Kedua, pemerintah pusat mengatur penataan dan pengembangan berkeadilan untuk kepastian berusaha terkait juga dengan hubungan kerja serta keberpihakan kepada koperasi dan UMKM.

Ketiga, kemudahan mendapatkan nomor induk berusaha, izin edar, SNI dan sertifikasi jaminan produk halal.

Menurut Henra, pada dasarnya pendekatan RUU Ciptaker dalam dukungan pada UMKM itu lebih kepada standarisasi bukan izin.

"Izin hanya diperlukan bagi UMKM yang aktivitasnya memiliki dampak lingkungan dan keamananan. Jika tidak, maka usaha mikro dan kecil (UMK) tidak memerlukan izin," ujarnya.

Henra yang juga menjabat sebagai Pelaksana Tugas Asisten Deputi Peraturan Perundang-Undangan Kementerian koperasi dan UKM menambahkan, pelaku UMK dapat mendirikan Perseroan Terbatas (PT) secara perseorangan, yang berisi hanya satu orang pemilik saham.

“Pendiri PT Perseorangan tidak perlu akta pendirian, hanya cukup dengan surat pernyataan melalui sistem di Kementerian Hukum dan Hak Asasi Manusia. Tujuannya untuk mengakomodasi usaha-usaha perseorangan yang ingin ada legal-formalnya,” tambahnya.

Selain itu, RUU Ciptaker juga memperkuat dukungan pada UMK terkait kemitraan dengan Badan Usaha Milik Negara (BUMN) dan perusahaan besar, pengecualian terhadap Upah Minimum, dan kemudahan akses permodalan serta keringanan pada pembiayaan.

Keringanan UMK pada pembiayaan itu terkait perpajakan. Soal kemudahan akses permodalan, kegiatan usaha bisa jadi jaminan kredit program. Itu adalah terobsosan.

"Ketika pelaku UMK ingin mengembangkan usahanya, kegiatan usaha bisa dijadikan jaminan. Sehingga, lembaga pembiayaan lebih berorientasi pada kelayakan usaha, bukan lagi pada agunan atau jaminan,” ungkapnya.

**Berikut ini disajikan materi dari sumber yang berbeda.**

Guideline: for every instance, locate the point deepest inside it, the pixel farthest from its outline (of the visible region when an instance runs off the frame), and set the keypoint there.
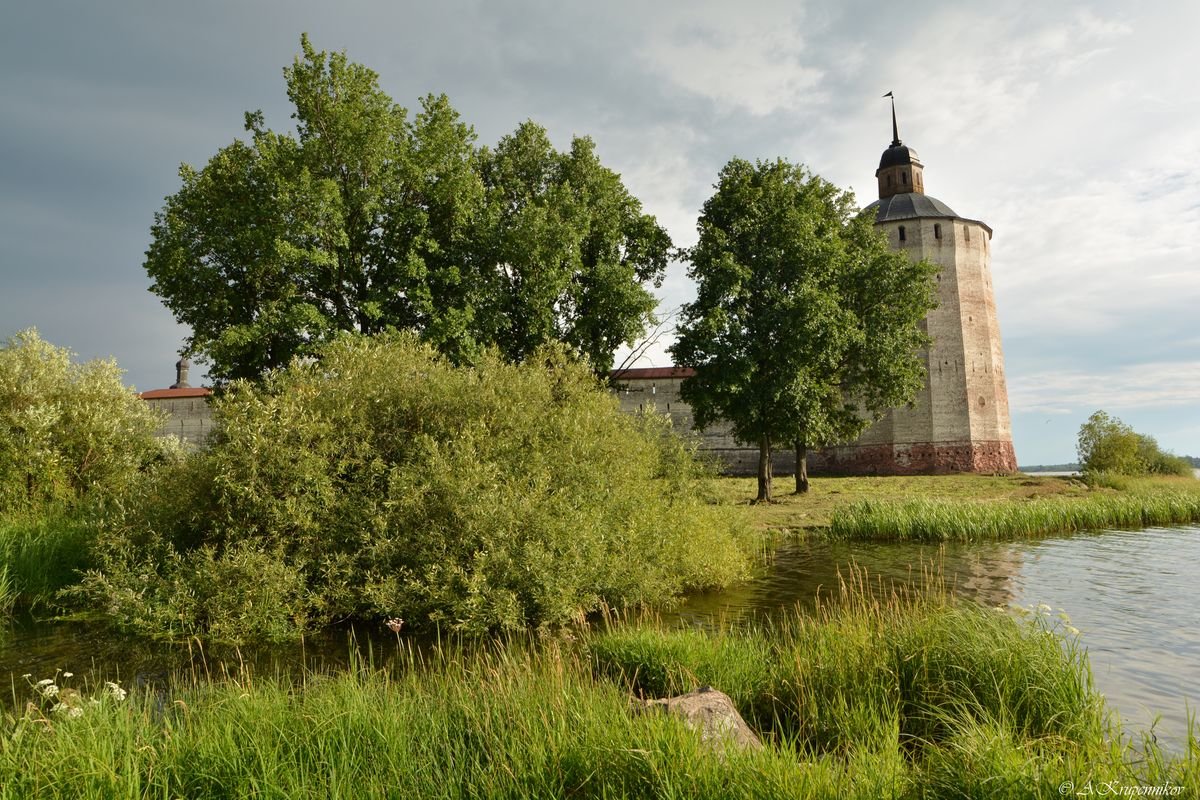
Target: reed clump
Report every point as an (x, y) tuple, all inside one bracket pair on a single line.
[(941, 521), (873, 697), (40, 554)]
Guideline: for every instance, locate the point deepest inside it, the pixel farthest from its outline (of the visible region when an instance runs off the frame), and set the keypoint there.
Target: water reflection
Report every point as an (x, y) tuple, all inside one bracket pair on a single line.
[(1129, 593)]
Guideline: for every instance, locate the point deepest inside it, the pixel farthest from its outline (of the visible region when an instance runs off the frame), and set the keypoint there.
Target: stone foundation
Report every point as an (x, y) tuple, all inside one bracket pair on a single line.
[(931, 458)]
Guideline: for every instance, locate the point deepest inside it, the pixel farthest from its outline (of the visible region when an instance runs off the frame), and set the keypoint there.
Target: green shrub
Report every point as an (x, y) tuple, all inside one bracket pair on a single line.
[(66, 429), (1109, 446), (382, 481)]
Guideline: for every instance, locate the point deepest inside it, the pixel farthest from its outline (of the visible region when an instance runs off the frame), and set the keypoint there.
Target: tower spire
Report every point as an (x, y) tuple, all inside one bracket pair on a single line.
[(895, 131)]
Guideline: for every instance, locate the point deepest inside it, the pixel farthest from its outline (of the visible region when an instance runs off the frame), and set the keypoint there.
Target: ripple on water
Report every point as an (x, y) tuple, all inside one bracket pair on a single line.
[(1129, 593)]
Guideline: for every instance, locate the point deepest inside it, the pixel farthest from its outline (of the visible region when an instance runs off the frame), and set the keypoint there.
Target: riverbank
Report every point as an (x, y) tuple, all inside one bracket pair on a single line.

Tak hanya sampai di situ, RUU Ciptaker juga mengatur dana alokasi khusus untuk pemberdayaan dan pengembangan UMKM.

Menurut Henra, dukungan terhadap UMKM melalui RUU Ciptaker itu diharapkan akan berdampak pada penciptaan lapangan kerja yang lebih banyak dan luas lagi dari sektor UMKM.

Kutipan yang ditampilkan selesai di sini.